Navarro had just killed a family of three and was wracked with guilt and shame, defense attorney Bryan Schroeder said. He was remorseful, trying to take responsibility and cooperating with authorities.

“With all that on his mind, all that shame and his guilt, what’s his answer? It couldn’t be anything other than, ‘Yes,’” Schroeder said.

He played another clip of Navarro being interviewed, where he says, “I really didn’t think about hitting anyone.”

Schroeder pleaded with jurors to see past the emotions of the case, which included photos of horrific injuries inflicted on the Awaida family, body camera video of the crash’s aftermath, and pictures of Omar’s dinosaur costume and Halloween candy scattered in Los Cerritos Park.

Three-year-old Omar Awaida in the plush lizard costume he wore on Halloween 2019. Photo courtesy the Awaida family.

When a professional crime scene photographer broke down on the stand as she testified earlier in the week, Schroeder moved for a mistrial but was denied. Now, he urged jurors to view the emotional evidence as a ploy from prosecutors.

“It was used to inflame you, to make you angry,” he said.

Navarro did not testify, but Schroeder mounted a defense by calling a doctor to tell jurors about brain development.
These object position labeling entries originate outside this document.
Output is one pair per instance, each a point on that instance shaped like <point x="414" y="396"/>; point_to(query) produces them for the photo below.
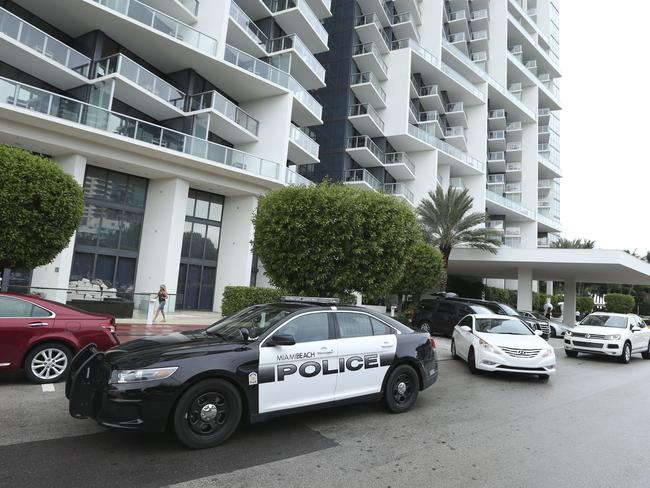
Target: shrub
<point x="585" y="305"/>
<point x="40" y="208"/>
<point x="236" y="298"/>
<point x="619" y="303"/>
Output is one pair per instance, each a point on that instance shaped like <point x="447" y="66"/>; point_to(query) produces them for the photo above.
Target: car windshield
<point x="257" y="319"/>
<point x="502" y="326"/>
<point x="617" y="321"/>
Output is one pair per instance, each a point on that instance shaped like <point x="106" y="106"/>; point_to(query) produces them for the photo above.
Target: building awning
<point x="579" y="265"/>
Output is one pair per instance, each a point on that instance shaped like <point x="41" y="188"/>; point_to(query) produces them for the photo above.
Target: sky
<point x="605" y="127"/>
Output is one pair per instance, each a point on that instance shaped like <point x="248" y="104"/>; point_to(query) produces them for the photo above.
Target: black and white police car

He said a 20-year-old’s brain is not fully formed, and someone that age may not realize the consequences of his actions the same way a 25-year-old would.

Navarro, Schroeder argued, is not a murderer; he was a 20-year-old boy who caused a terrible tragedy because of his stupidity.

“Guess what, these kids drive too fast sometimes. They’re stupid. They do dumb stuff,” Schroeder said. “Is it a conscious disregard for human life? No. It’s just something stupid.”

Jurors began deliberating around 4 p.m. Friday after a final plea from prosecutors to convict Navarro.

“This is not a boy. This is not a child,” Deputy District Attorney Brittany Vannoy said. “This is a 20-year-old man who committed three murders.”